X: The Erotic Treasury would have had Alexi wet in an instant. Bound in claret silk patterned with a swirling floral design halfway between William Morris and Georgia O'Keefe, with gold lettering embossed on the spine and thick, smooth pages, the book is heavy enough to secure my teetering pile of manuscripts, but not, of course, too heavy to read in bed. It comes in a slip box decorated with the same pattern, with a bold X carved out of the front so that silk shows through.
It's a tasteful and beautiful volume. It's not, in Seneca's words, a “one-night stand book”...
X is a rich collection culled from Ms. Bright's illustrious decade and a half as editor of the Best American Erotica series. Aside from its impressive size and elegant presentation, it is notable for the uniformly high quality of the writing and for the diversity of themes and styles.

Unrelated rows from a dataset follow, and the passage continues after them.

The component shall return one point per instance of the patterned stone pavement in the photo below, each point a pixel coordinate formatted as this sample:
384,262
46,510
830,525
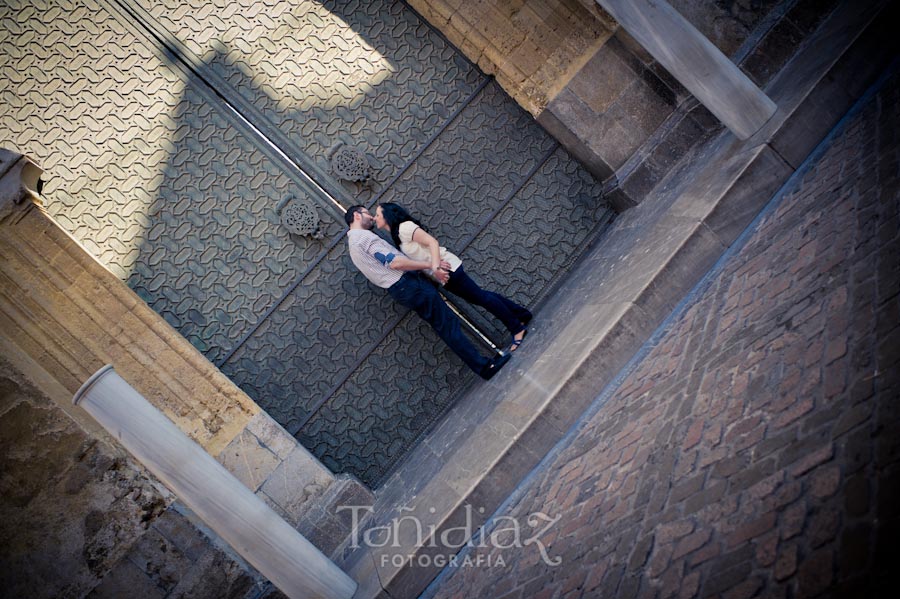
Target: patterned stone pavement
753,450
130,107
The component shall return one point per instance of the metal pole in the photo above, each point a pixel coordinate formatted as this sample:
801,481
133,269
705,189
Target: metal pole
228,507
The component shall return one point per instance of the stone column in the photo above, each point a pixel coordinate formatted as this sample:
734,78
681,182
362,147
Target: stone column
229,508
695,62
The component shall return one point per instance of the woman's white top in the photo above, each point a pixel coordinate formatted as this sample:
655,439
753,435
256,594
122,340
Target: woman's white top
417,251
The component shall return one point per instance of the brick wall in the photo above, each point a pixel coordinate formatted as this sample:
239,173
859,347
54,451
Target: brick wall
753,451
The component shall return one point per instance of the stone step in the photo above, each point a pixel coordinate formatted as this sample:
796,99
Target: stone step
607,308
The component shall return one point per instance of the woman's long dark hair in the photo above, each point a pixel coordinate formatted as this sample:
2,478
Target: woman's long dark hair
394,214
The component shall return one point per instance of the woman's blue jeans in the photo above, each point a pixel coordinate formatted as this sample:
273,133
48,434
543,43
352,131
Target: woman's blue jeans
418,293
509,312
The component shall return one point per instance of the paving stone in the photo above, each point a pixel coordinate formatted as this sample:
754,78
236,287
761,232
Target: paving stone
795,488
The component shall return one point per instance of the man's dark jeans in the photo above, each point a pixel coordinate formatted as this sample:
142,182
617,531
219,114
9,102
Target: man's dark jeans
511,314
416,292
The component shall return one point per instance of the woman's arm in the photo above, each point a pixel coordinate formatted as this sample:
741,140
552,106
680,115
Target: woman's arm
403,263
434,248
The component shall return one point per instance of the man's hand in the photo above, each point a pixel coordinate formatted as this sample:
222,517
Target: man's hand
441,275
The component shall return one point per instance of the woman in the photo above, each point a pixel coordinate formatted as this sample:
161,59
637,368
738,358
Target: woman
414,240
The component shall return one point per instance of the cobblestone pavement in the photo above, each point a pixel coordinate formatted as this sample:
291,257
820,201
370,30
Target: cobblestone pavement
754,450
123,103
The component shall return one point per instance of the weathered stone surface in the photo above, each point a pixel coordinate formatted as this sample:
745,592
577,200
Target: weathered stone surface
742,358
71,506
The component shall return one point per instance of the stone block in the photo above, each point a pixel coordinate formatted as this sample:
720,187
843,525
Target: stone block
271,435
248,460
602,80
126,580
295,481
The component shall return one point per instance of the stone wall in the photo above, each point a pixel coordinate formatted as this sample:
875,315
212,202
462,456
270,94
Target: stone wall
597,91
753,450
78,515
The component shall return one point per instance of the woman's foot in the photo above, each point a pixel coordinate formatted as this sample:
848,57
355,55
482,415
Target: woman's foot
517,340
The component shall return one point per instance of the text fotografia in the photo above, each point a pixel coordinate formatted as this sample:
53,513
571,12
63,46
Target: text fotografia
506,532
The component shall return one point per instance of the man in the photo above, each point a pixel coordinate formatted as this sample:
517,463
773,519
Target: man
387,267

Michael Dorsey's “Milk” offers the dreamy eroticism of a young Russian man confronted with the essence of femininity. Anne Tourney's astonishingly perverse “Full Metal Corset” explores the irresistible beauty of pain. “Slow Dance on the Fault Line”, by Donald Rawley, takes a stroll through a night-time carny world in which the ugliest man may be the one to fulfill your true desires. Matthew Addison's gentle fable “Wish Girls” is a meditation on the pitfalls of fantasy.
The book includes raw encounters with strangers (Paula Bomer's “On the Road with Sonia”) and couples' games on the edge (“Yes” by Donna George Story and “Red Light, Green Light” by Shanna Germain). There's tear-inducing romance (“Valentine's Day in Jail” by Susan Musgrave), irony (Robert Olen Butler's “Jealous Husband Returns in Form of Parrot”), humor (“Gifts from Santa” by Tsaurah Litzky and “Loved It and Set it Free” by Lisa Montanarelli) and gory horror (Vicki Hendricks' “Must Bite”.).

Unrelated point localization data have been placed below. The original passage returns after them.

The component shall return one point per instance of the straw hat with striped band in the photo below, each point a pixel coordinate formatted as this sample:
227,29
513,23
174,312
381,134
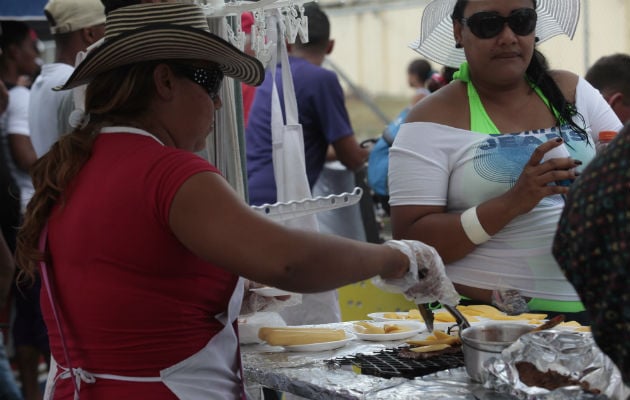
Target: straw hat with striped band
163,31
437,43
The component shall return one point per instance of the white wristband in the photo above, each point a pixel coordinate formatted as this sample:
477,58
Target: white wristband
472,227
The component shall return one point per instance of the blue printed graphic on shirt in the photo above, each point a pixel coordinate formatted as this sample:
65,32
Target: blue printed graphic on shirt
502,157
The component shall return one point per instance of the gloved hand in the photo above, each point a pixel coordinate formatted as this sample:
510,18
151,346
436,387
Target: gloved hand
253,302
426,280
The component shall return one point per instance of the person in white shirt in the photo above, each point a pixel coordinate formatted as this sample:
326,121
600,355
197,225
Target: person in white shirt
18,58
75,25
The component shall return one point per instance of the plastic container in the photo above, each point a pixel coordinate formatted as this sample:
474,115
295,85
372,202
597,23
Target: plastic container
604,138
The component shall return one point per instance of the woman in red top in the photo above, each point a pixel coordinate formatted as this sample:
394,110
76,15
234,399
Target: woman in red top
144,242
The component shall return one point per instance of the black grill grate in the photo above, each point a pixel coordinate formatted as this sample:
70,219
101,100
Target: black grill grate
387,364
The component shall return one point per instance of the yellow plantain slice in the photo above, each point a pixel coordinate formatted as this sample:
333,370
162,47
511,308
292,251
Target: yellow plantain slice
433,347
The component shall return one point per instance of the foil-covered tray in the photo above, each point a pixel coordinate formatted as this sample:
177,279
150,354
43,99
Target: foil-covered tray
555,365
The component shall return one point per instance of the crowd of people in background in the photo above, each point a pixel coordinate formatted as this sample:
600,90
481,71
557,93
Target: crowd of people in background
486,199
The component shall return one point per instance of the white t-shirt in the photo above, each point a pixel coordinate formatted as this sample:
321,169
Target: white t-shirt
15,121
51,109
437,165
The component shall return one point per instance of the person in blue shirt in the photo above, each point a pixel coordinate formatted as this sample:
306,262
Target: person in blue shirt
322,113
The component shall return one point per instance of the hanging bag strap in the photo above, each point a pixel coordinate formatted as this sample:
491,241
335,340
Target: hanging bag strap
43,238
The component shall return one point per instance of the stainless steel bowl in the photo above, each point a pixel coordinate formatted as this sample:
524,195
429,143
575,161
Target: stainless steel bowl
483,342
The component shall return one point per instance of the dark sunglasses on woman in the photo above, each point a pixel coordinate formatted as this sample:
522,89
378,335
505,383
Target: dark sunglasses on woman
208,78
486,24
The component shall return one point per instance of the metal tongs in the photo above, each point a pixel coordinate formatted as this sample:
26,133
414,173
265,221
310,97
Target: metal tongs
428,317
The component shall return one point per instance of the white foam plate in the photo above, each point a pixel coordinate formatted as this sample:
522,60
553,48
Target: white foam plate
268,291
381,316
314,347
414,328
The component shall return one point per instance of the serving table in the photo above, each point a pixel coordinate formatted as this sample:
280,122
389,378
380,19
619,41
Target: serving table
309,375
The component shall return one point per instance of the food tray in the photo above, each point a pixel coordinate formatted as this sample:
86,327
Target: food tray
387,364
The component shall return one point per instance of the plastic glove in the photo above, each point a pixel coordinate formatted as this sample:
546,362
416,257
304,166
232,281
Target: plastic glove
426,280
253,302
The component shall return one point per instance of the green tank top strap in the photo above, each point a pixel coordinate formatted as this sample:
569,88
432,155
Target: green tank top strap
480,121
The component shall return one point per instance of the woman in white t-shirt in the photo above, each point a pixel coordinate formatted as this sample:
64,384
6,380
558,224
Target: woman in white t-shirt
467,173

A few of these stories have happy endings, but most conclude ambiguously, some even tragically. Many offer life lessons. In Susannah Indigo's “Ratatouille”, a man learns that if he tries to hold on to his perfect lover, he'll lose her. In “God's Gift” by Salome Wilde, a horny rock-and-roll idol known as a womanizer is reincarnated as a vibrator. “Inspiration” by Eric Albert is an exceptionally raunchy fantasy spun by a man at the request of his partner who is on her death bed.
I spent more than two weeks reading this book. This was not a consume-it-and-throw-it-away collection. I couldn't tackle more than two or three stories at a sitting. I wanted to savor each one, not rush on to the next.

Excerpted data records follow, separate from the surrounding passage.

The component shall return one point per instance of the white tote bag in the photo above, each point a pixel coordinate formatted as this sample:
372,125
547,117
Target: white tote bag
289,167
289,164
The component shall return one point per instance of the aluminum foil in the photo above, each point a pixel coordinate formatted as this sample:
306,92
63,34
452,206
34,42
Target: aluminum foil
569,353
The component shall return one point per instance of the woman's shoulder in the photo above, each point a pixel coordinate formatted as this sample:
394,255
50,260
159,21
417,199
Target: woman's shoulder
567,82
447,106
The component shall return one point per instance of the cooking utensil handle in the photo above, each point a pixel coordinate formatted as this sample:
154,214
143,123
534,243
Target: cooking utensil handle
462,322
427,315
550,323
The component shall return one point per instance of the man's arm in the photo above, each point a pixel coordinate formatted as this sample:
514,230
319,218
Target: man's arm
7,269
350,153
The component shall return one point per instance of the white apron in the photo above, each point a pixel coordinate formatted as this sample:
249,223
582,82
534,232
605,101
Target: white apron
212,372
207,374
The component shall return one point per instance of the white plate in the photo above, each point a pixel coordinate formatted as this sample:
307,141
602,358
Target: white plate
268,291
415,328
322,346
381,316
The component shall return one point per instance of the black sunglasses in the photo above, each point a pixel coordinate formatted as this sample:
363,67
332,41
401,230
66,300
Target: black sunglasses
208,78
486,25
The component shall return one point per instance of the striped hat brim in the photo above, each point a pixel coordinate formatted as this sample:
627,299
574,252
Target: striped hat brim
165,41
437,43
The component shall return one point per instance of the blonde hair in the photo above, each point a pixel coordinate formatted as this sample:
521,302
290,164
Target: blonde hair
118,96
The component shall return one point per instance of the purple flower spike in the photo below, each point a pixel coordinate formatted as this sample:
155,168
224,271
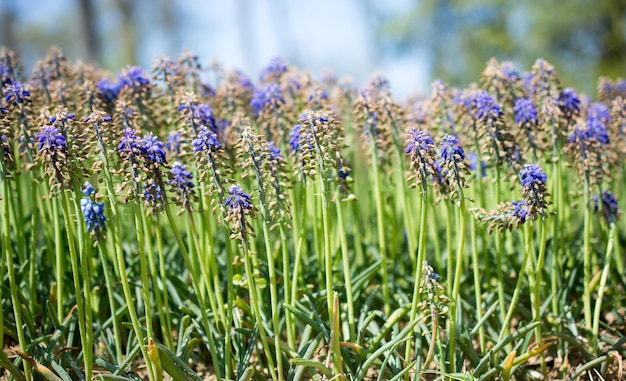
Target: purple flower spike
238,199
206,141
153,149
525,111
50,139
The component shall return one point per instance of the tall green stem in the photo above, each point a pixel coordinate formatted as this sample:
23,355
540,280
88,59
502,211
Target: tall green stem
605,275
13,287
380,219
421,255
456,305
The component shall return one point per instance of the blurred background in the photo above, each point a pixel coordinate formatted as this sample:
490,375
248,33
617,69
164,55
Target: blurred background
411,41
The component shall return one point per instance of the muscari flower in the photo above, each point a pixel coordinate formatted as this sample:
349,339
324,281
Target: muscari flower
421,148
181,183
203,115
274,152
525,111
173,143
454,164
130,143
239,205
49,139
271,94
16,92
153,149
93,211
206,141
238,199
133,77
109,91
294,138
569,103
486,106
609,208
274,69
534,189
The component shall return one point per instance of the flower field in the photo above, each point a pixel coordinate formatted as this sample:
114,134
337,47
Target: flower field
191,222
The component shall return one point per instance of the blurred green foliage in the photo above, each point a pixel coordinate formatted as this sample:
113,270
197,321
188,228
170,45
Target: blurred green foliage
584,38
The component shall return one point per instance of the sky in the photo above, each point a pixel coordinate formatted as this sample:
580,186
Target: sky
318,35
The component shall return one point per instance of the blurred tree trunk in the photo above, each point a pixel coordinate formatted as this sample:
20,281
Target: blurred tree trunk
613,54
88,26
169,19
245,21
7,15
129,35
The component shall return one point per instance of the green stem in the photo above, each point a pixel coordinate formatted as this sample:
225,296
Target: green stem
253,293
196,285
60,260
518,286
154,275
587,258
456,305
345,256
380,219
499,253
110,294
76,276
605,275
13,287
421,255
536,300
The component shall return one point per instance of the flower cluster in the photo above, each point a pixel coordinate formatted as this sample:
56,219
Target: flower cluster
239,207
607,207
421,150
93,211
453,165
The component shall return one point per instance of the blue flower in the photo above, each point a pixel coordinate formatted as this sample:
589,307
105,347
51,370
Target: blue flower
238,199
610,209
93,211
173,142
181,183
109,91
418,140
50,139
206,141
88,190
274,152
569,103
520,211
597,118
532,175
153,194
525,111
508,70
274,69
153,149
294,138
15,91
486,106
181,178
134,77
473,159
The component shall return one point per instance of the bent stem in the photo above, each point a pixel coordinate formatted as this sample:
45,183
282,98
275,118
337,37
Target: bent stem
605,275
457,281
421,248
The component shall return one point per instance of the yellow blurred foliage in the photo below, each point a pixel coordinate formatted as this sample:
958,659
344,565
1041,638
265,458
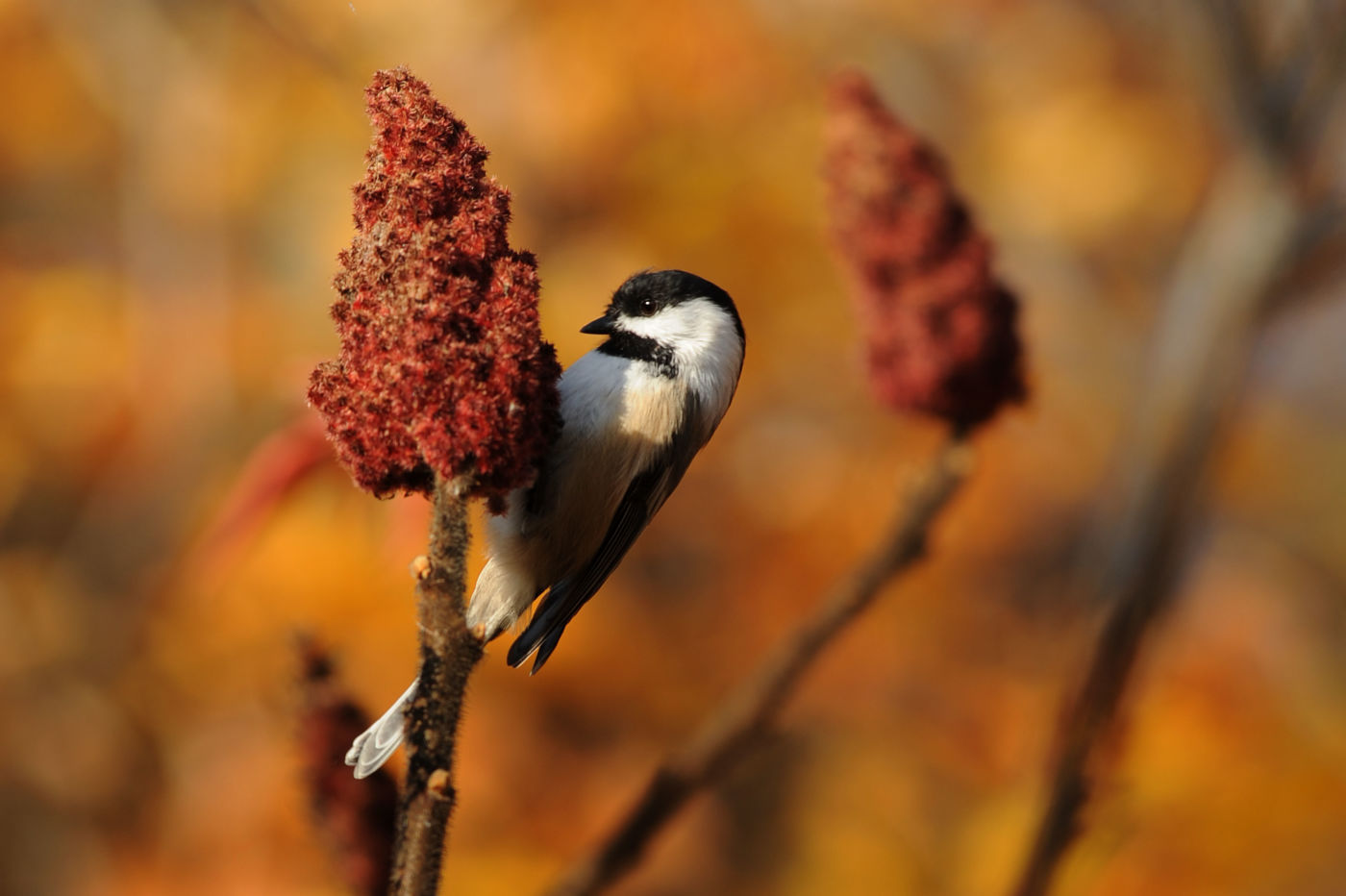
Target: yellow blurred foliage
175,187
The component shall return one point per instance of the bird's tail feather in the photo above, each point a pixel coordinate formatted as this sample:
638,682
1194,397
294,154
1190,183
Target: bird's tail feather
542,632
373,748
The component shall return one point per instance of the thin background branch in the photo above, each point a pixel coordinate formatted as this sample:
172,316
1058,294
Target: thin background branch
1255,228
737,725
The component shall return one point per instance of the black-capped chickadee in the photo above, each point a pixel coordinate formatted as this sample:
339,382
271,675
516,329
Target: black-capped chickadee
635,413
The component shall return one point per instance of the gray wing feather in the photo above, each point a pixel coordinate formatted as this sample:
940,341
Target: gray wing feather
642,499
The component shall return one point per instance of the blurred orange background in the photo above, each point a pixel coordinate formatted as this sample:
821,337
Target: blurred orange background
175,186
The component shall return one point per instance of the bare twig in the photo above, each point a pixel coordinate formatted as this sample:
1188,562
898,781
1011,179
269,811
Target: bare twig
448,654
1227,273
739,723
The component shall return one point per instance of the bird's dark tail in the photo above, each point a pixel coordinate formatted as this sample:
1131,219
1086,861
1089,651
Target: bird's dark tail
542,633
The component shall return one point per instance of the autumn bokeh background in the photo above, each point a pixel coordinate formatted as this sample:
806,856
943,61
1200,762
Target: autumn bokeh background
174,187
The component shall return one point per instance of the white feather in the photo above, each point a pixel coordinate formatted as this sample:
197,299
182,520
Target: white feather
618,413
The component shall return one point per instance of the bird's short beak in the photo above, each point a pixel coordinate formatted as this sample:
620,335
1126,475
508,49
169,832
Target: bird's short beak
603,326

My one complaint about this book is that, despite its stylistic diversity, it is overwhelmingly heterosexual. Among forty tales, there are only two or three with lesbian themes or activities, and no gay male erotica at all, aside from Carol Queen's rowdy reminiscences of a Mexican bathhouse. Clearly as an editor Ms. Bright has the final decision on what to include. However, the slip box boasts “If there's only room for one book on your bedside table, this should be it.” I don't think that it is fair to suggest that this book represents the full range and richness of literary erotica available today. This is Ms. Bright's selection, and it presumably reflects her tastes. Other editors (including yours truly) might have made different choices.
Overall, however, X: The Erotic Treasury succeeds admirably in its objectives, offering a double helping of stories that are both sexy and thought-provoking. The volume would make a wonderful birthday or anniversary gift.
Time to start dropping hints to someone you love.